When a query is submitted to the database, it is responsibility of database to determine algorithm to evaluate the query. The DBMS has to decide a low cost algorithm to evaluate the query and then optimal path to evaluate the query. The query may be simple or complex. Depending on the cost it has to pick better execution path. This is called query optimization.
There are various factors affecting the performance of the query like number of records in the table, number of blocks allocated to each table, number of records in each block, size of the record, duplicate records, height of B+ tree, constraints and indexes etc. Let us see how to select a better performing query.
Transformation of Relational Expressions
When a SQL query is submitted to DB, it can be evaluated in number of ways. For example, consider the below case:
SELECT EMP_ID, DEPT_NAME FROM EMP, DEPT WHERE EMP.DEPT_ID = DEPT.DEPT_ID AND EMP.DEPT_ID = 10;
Above query selects the EMP_ID and DEPT_NAME from EMP and DEPT table for DEPT_ID = 10. But when it is given to the DBMS, it divides the query into tokens and sees how it can be put together so that performance will be better. This is the duty of query optimizer. But altering the order of tokens in the query should not change the result. In either way it should give same result. Order of records can change and are least important. This is called equivalent query. There is set of rules to put tokens in the query.
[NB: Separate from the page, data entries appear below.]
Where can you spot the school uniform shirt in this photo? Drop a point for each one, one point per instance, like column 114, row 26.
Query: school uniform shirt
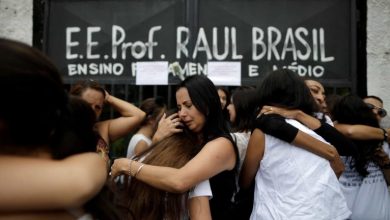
column 295, row 184
column 368, row 197
column 134, row 141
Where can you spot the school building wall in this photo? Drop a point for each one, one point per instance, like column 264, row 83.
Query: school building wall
column 16, row 23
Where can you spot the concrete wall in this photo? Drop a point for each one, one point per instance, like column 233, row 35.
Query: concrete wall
column 16, row 23
column 16, row 20
column 378, row 50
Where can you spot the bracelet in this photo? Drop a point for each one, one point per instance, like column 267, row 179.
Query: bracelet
column 385, row 135
column 130, row 174
column 139, row 169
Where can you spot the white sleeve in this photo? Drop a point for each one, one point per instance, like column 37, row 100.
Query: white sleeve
column 202, row 189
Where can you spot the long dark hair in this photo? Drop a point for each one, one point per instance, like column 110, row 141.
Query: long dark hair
column 245, row 108
column 32, row 98
column 146, row 202
column 284, row 88
column 351, row 109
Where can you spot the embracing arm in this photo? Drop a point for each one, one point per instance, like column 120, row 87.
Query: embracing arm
column 131, row 118
column 216, row 156
column 45, row 184
column 199, row 208
column 276, row 126
column 362, row 132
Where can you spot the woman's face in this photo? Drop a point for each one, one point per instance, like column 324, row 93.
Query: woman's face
column 222, row 98
column 318, row 93
column 95, row 100
column 188, row 113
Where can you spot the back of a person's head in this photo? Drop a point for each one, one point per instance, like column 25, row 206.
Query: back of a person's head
column 32, row 97
column 284, row 88
column 373, row 97
column 153, row 108
column 76, row 132
column 351, row 109
column 173, row 151
column 204, row 97
column 80, row 86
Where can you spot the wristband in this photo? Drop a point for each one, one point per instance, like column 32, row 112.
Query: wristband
column 385, row 135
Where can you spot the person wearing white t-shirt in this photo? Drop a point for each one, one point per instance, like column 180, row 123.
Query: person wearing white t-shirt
column 142, row 201
column 290, row 182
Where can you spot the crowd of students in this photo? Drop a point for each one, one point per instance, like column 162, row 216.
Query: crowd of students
column 280, row 150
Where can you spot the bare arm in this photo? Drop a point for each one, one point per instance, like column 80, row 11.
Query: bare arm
column 254, row 154
column 131, row 118
column 216, row 156
column 167, row 126
column 140, row 147
column 361, row 132
column 199, row 208
column 44, row 184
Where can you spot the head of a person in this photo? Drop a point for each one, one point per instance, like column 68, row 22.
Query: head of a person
column 76, row 133
column 376, row 105
column 331, row 101
column 199, row 107
column 32, row 98
column 242, row 108
column 224, row 97
column 92, row 92
column 284, row 88
column 154, row 109
column 318, row 93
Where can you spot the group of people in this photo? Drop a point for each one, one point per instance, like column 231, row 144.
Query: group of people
column 279, row 150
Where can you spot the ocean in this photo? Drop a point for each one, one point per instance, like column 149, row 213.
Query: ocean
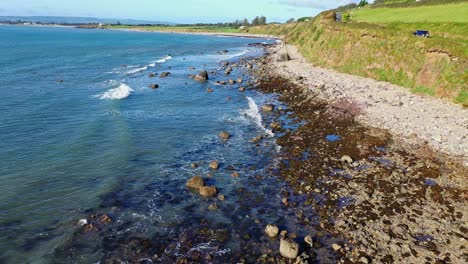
column 83, row 135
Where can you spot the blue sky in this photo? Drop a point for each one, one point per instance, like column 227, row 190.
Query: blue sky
column 186, row 11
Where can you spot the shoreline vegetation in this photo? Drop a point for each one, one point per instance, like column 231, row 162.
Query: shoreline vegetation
column 359, row 194
column 376, row 42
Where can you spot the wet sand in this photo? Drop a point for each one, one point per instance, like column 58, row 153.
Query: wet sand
column 241, row 35
column 362, row 194
column 391, row 200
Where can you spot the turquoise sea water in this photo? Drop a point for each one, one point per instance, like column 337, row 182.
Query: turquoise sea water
column 81, row 133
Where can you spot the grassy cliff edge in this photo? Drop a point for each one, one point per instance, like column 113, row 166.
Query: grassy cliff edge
column 388, row 52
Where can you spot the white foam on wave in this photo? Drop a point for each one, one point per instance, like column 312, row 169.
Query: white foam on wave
column 160, row 61
column 121, row 92
column 163, row 60
column 137, row 70
column 234, row 55
column 253, row 113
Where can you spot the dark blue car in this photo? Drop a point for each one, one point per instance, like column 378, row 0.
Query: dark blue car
column 422, row 33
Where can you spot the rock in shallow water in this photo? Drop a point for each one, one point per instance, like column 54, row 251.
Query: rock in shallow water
column 202, row 76
column 271, row 231
column 196, row 182
column 224, row 135
column 288, row 248
column 214, row 165
column 268, row 108
column 208, row 191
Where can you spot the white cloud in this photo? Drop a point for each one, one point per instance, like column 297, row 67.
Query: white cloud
column 316, row 4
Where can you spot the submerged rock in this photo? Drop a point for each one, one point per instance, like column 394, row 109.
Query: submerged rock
column 82, row 222
column 271, row 231
column 308, row 240
column 224, row 135
column 256, row 139
column 195, row 182
column 164, row 74
column 208, row 191
column 213, row 207
column 214, row 165
column 275, row 125
column 106, row 219
column 202, row 76
column 288, row 248
column 347, row 159
column 336, row 247
column 268, row 108
column 284, row 56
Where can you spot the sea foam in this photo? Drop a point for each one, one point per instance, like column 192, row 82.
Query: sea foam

This is called equivalence rule.
Above query can be broken down by the DBMS in either ways below :
- Select the records of EMP with DEPT_ID = 10 first then join them with DEPT table to get all matching records of EMP and DEPT. Then select only the columns EMP_ID and DEPT_NAME to display the result.
- Select all matching records from EMP and DEPT, from which filter on DEPT_ID = 10 and select only EMP_ID and DEPT_NAME to display.
Both the steps above are same irrespective of how it is performed. Hence both are called equivalent query. These are not written in SQL, but using relational algebra, graph or tree.
∏ EMP_ID, DEPT_NAME (σ DEPT_ID = 10 (EMP ∞DEPT))
σ DEPT_ID = 10 (∏ EMP_ID, DEPT_NAME, DEPT_ID (EMP ∞DEPT))
Above relational algebra and tree shows how DBMS depicts the query inside it. But the cost of both of them may vary. This is because the number of records in each step changes depending on the join and filters we use, and the algorithms used to evaluate them. For example we may have huge number of records in second case tree above to filter. But in the first case we are filtering the record first; hence number of records to join would have been reduced. This makes lots of difference and query optimizer calculates this difference and selects the optimal tree for query evaluation.